Captain Nemo (1975)
Film review #496
Director: Vasili Levin
Just when you think you’ve reviewed every adaptation of 20,000 Leagues Under the Sea…
SYNOPSIS: Following sightings of a mysterious giant creature in the oceans targeting various ships, Professor Pierre Arronax takes a voyage on the Blue Star liner to hopefully encounter and figure out the nature of this supposed beast. However, when the ship encounters it, an attack knocks the Professor, his servant Conseil, and harpooner Ned Land overboard. They awake and find that the sea monster is not a monster at all, but a submarine called the Nautilus, within which they are now captive under the supervision of Captain Nemo…
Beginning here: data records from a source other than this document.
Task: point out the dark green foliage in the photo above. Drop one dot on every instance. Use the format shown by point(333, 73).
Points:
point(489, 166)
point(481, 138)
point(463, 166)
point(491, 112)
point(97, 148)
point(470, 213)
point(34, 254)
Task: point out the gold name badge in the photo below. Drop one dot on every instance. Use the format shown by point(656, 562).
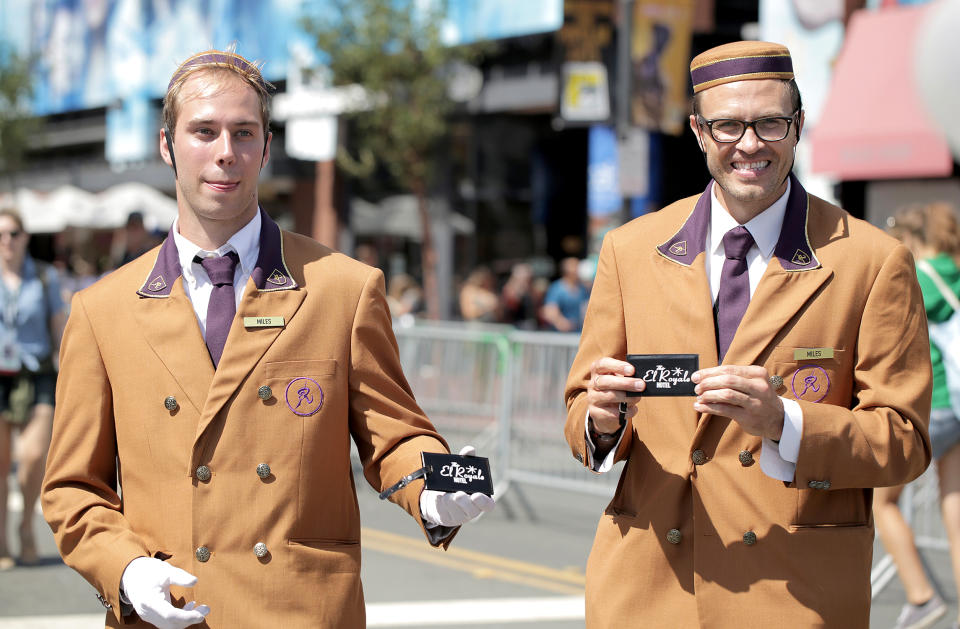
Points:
point(812, 353)
point(263, 322)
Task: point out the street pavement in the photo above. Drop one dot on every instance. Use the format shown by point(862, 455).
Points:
point(520, 567)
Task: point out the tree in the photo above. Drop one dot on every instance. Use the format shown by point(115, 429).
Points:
point(393, 49)
point(16, 121)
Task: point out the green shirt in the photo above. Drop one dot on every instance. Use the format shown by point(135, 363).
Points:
point(938, 311)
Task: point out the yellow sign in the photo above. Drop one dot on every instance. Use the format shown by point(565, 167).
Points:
point(263, 322)
point(812, 353)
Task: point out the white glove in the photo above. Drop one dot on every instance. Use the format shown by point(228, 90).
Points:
point(146, 584)
point(439, 508)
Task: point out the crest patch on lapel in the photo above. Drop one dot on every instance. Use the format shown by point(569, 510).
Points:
point(304, 396)
point(277, 278)
point(810, 383)
point(157, 284)
point(800, 258)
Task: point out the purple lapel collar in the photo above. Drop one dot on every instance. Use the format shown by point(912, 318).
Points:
point(793, 248)
point(270, 273)
point(165, 271)
point(691, 240)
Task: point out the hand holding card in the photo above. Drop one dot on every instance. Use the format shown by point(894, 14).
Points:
point(665, 374)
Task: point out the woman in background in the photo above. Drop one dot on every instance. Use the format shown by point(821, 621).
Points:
point(32, 315)
point(933, 235)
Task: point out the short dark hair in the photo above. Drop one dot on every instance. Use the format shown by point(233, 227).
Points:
point(794, 90)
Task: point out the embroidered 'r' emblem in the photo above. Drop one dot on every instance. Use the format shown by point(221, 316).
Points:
point(157, 284)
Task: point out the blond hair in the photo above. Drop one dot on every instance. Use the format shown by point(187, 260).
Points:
point(933, 224)
point(220, 64)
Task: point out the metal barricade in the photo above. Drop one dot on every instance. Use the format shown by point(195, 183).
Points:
point(461, 376)
point(501, 390)
point(540, 454)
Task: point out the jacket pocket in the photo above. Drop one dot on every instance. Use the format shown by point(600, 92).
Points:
point(325, 555)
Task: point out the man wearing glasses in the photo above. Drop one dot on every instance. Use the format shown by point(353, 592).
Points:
point(747, 502)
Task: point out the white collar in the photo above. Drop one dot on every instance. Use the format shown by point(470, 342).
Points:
point(765, 227)
point(246, 242)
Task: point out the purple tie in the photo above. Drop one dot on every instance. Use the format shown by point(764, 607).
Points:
point(223, 305)
point(734, 292)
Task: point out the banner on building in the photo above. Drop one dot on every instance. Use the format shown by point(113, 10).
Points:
point(585, 94)
point(660, 64)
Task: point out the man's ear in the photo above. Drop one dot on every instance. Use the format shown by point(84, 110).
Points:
point(266, 150)
point(166, 149)
point(696, 131)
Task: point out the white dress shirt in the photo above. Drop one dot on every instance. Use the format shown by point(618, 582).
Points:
point(196, 282)
point(777, 461)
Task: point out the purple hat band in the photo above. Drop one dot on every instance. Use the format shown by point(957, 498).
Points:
point(221, 59)
point(742, 67)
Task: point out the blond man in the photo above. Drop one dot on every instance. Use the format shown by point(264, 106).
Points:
point(200, 465)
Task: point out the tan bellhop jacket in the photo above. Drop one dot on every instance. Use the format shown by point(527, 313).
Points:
point(696, 534)
point(212, 463)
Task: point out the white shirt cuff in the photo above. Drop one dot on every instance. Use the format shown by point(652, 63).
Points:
point(779, 461)
point(607, 464)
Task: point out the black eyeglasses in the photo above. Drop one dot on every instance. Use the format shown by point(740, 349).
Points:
point(772, 129)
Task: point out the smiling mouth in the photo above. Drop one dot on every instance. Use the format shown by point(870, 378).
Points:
point(755, 167)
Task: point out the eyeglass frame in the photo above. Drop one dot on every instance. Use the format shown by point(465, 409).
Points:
point(747, 124)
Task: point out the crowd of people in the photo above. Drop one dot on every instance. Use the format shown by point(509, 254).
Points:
point(521, 298)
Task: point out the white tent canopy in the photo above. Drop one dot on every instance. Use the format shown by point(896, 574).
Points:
point(68, 206)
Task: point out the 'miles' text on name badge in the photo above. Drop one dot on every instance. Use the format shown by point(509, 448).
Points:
point(812, 353)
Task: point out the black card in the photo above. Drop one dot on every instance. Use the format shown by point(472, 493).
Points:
point(452, 472)
point(665, 374)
THOUGHTS/ANALYSIS: Captain Nemo is a 1975 three-part TV movie, and an adaptation of Jules Verne’s 20,000 Leagues Under the Sea. The plot of the film follows the original novel fairly closely, with Professor Arronax, his manservant Conseil, and harpooner Ned Land being swept overboard from the ship they are on to find themselves rescued by Captain Nemo and his submarine the Nautilus. Thus starts a series of adventures as the captives explore with Nemo the oceans of the world and it’s inhabitants. With a runtime of nearly three and a half hours, the film takes its time in establishing the setting and characters, and bringing the novel to life. It does omit some of the more fantastical (exploring Atlantis etc.) parts of the story and instead keeps it grounded, which a lot of the adaptations do admittedly, so that’s nothing special. With such a long runtime, the film does feel a bit too grounded, and there’s a lack of variety as the captives are confined to the Nautilus apart from the odd excursion under the sea. As such, the adventure aspect falls a little flat. The film does go into a bit more detail regarding Nemo’s past and the suffering of his family and people by colonial forces. The original novel kept things fairly ambiguous regarding the nationality of the forces, but the film here identifies them as British; which would have been accurate, since Nemo is meant to have been a prince in India, and it was British forces which occupied it. The film also casts a similarly critical eye on the Spanish conquest of the Incans. I suppose since the film was made in the Soviet Union they were more inclined to explicitly show the cruelty of Western colonialism and name the specific nations involved.
The characters from the novel are all faithfully represented, and the movie doesn’t really change their personalities, and neither does it need to: Arronax is the astute, analytical scholar, his manservant Conseil serves as a bit of comic relief (although it is much more muted and slight compared to other versions which make it more explicit), and Ned Land is the brawly, short-tempered type who directly contrasts with the rational Arronax and the stoic Nemo. The characters are portrayed very well with regards to their strengths, but they do again feel a little too grounded and as such never evolve past their starting points. Like the novel, and many of Jules Verne’s stories, there’s a noticed lack of any female characters; the only one being Arronax’s wife, who we see sparingly as she receives news about the fate of her missing husband.
The settings of the film are nicely varied: the flashbacks set in India and France feel authentic and lively. The Nautilus sets are very detailed and full of activity, although you see so much of them you might think you’re being held captive on the Nautilus too. The diving suits used for the ocean walk scenes look suspiciously like space suits, which makes me think they’re leftover props from a sci-fi film (probably one I’ve reviewed at some point). The underwater footage is a combination of stock footage and an indoor pool dressed as the ocean, which still looks pretty decent.
Overall, Captain Nemo is a fairly decent adaptation of the popular novel, and although it offers an accurate representation of the characters and settings, it lacks a spirit of adventure and the more fantastical elements that are a crucial part of the stories success. There’s obviously plenty of effort and care that has been put in to making this version, and it’s fairly solid. If you want a more streamlined cinematic experience though, you might be better off with another version (there’s plenty of them).